Results and Discussion

For ECG rhythm and beat classification, the proposed 1D-CNN model was tested on an validation set (intra-patient) and unseen set (inter-patient) in this study. All experimentation in the training processes used a 10-fold cross-validation scheme. This scheme divides the collection of observations into k groups, or folds, of roughly similar size at random. The scheme is fitted on the remaining k − 1 folds, with the initial fold serving as a validation set. For the selected model, the parameters that provided the best cross-validation accuracy, sensitivity, specificity, precision, and F1 score were chosen.

Table 3:
The total episodes after segmentation of 2700 nodes.
Dataset Class Total rhythm after segmentation of 2700 nodes (episode) Unseen set
Training set Validation set
PTB diagnostics ECG BBB 230 26
C 658 73
D 619 69
HC 3,096 344
H 271 30
MI 14,242 1,582
M 155 17
VHD 232 26
BIDMC congestive heart failures HF 53,738 5,969 6,647
China physiological signal challenge 2018 BBB 4,651 514 614
BBB
MIT-BIH normal sinus rhythm HC 60,523 6,723 7,423
Total 138,415 15,373 14,684
DOI: 10.7717/peerjcs.825/table-3

ECG rhythm classification in validation model

A total of 2,445 records consisted of rhythm episodes of 138,415 training sets, 15,373 validation sets, and 14,684 unseen sets after being segmented by each 2,700 nodes (refer to Table 3). A total of 168,472 episodes were analyzed for the ECG rhythm classification task. As can be seen, all PTB Diagnostics ECG records were used for the training and validation sets. The rest of the datasets were used for the training, validation, and unseen sets. Table 3 shows the large different ratio between one class and another (imbalanced) class, for example, a total number of MI, HF, and HC classes to H, M, and VHD classes. However, we did not implement the oversampling techniques to overcome such a case in this study.

Boxplot of the 10-fold cross-validation results for ECG rhythm classification.

Figure 5: Boxplot of the 10-fold cross-validation results for ECG rhythm classification.

Confusion matrix evaluation for ECG rhythm classification on validation result.

Figure 6: Confusion matrix evaluation for ECG rhythm classification on validation result.

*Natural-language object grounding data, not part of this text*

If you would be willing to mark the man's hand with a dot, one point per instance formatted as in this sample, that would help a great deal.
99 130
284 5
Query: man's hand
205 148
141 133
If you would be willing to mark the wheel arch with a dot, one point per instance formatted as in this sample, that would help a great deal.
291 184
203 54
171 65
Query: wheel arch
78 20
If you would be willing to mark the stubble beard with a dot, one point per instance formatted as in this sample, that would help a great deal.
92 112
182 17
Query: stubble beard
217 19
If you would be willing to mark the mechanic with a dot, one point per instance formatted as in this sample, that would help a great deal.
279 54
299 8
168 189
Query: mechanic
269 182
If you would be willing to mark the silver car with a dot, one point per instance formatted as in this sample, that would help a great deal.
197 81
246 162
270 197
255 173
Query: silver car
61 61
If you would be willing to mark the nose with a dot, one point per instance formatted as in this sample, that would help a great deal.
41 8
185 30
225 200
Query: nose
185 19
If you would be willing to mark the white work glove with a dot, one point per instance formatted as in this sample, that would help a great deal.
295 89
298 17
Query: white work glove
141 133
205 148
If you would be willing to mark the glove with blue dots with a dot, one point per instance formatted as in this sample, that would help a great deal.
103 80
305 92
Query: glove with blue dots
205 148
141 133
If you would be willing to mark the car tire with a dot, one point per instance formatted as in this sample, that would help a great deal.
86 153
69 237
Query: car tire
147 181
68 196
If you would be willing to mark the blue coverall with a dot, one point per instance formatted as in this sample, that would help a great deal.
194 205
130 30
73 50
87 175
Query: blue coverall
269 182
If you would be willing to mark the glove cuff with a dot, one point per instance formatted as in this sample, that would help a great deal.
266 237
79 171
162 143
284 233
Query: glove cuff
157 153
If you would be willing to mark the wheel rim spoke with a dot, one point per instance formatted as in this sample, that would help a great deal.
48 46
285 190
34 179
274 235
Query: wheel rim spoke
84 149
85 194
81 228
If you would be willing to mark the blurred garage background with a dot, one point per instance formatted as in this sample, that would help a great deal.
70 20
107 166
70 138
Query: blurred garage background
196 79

Without considering the data ratio (total number) of episodes for each class, we validated the proposed 1D-CNN model to the 10-fold cross-validation scheme. Figure 5 shows the performance results of folds 1 through 10, which were evaluated for accuracy, sensitivity, specificity, precision, and F1 score. The performance results obtained above 99% for accuracy and specificity and ranged from 93 to 99% for sensitivity, precision, and F1 score. The model with the highest accuracy was chosen as the best model for this study out of all the models analyzed. The model had an accuracy of 99.98%, a sensitivity of 98.53%, a specificity of 99.99%, a precision of 99.81%, and an F1 score of 99.15% (fold 6). The results showed that the proposed 1D-CNN was the most accurate predictor, with an accuracy of 99.98%.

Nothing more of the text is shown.